Dossier – Vue du centre de la capitale groenlandaise, Nuuk.

– Steffen Trumpf/dpa – Archives

BRUXELLES, 5 janvier (EUROPA PRESS) –

L'Union européenne a assuré ne voir « aucune comparaison possible » entre l'opération menée ce samedi par les Etats-Unis au Venezuela et une éventuelle menace à la souveraineté territoriale du Groenland, arguant que Washington est un pays allié et que l'île arctique appartenant au Danemark est protégée par l'Otan.

C'est ce qu'a déclaré lors d'une conférence de presse depuis Bruxelles la porte-parole de la Commission européenne pour les Affaires étrangères, Paula Pinho, après que le président des États-Unis, Donald Trump, ait réitéré – juste un jour après le lancement de son intervention militaire au Venezuela – sa revendication sur le Groenland pour des raisons de « sécurité nationale » et comme étant « un endroit très stratégique ».

« Je me souviens que le Groenland est un allié des États-Unis et qu'il est également couvert par l'alliance de l'OTAN, et c'est une différence très, très importante. Par conséquent, nous soutenons pleinement le Groenland et nous ne voyons en aucun cas une comparaison possible avec ce qui s'est passé (au Venezuela) », a déclaré le porte-parole de la communauté.

La porte-parole des Affaires étrangères de l'UE, Anitta Hipper, s'est également prononcée sur le sujet, appelant à la défense des « principes de souveraineté nationale, d'intégrité territoriale et d'inviolabilité des frontières », ainsi que de la Charte des Nations Unies.

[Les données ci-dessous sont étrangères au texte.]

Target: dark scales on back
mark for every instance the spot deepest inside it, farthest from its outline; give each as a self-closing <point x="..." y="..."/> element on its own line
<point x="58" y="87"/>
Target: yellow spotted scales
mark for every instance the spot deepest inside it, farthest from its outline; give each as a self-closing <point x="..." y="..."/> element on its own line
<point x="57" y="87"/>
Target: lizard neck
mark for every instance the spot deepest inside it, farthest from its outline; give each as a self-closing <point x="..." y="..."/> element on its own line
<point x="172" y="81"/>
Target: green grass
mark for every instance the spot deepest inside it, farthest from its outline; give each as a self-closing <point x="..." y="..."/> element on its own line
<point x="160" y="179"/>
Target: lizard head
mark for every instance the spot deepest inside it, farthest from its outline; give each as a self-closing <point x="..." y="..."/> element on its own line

« Ce sont des principes universels et nous ne cesserons de les défendre, d'autant plus si l'intégrité territoriale d'un État membre de l'Union européenne est remise en question », a-t-il poursuivi dans son explication, faisant ensuite référence à un message sur le réseau social.

A la question de savoir si l'Union européenne peut prendre des mesures pour dissuader les Etats-Unis d'une éventuelle intervention sur l'île arctique, elle s'est limitée à répondre qu'il s'agit d'une « question de principes » et qu'elle attend donc des partenaires de Bruxelles qu'ils « respectent la souveraineté et l'intégrité territoriale et se conforment aux engagements internationaux ».

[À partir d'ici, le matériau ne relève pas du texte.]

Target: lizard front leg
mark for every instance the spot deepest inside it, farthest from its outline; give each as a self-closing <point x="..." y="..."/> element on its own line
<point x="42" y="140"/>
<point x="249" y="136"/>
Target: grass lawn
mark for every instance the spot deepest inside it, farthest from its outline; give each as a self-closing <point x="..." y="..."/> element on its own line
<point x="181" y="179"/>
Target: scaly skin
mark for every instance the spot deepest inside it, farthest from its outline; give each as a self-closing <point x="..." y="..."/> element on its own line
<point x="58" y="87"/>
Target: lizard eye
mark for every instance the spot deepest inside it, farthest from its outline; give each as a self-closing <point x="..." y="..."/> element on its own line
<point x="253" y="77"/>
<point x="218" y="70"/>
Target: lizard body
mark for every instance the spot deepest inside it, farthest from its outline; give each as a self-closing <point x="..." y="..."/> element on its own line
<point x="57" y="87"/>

Les déclarations de l'Union interviennent après que le président américain a insisté sur sa revendication sur l'île arctique, qui appartient au Danemark sous un régime autonome, alléguant des raisons de sécurité nationale parce qu'elle est « pleine de navires russes et chinois ».

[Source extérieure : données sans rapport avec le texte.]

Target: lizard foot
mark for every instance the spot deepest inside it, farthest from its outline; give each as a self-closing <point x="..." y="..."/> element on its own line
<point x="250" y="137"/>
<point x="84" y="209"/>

Lors d'une conférence de presse ce dimanche à bord de l'avion présidentiel Air Force One, il a justifié cette prétendue annexion en influençant la « sécurité nationale ». « Et l'Union européenne a besoin que nous l'ayons, et elle le sait », a-t-il ajouté.

Quelques heures plus tôt, la Première ministre danoise Mette Frederiksen « a vivement exhorté les États-Unis à mettre fin aux menaces contre un allié historiquement proche et contre un autre pays et un autre peuple, qui ont dit très clairement qu'ils n'étaient pas à vendre », arguant également que la position de l'administration Trump « n'a aucun sens » étant donné que le Danemark, et donc le Groenland, appartient à l'OTAN.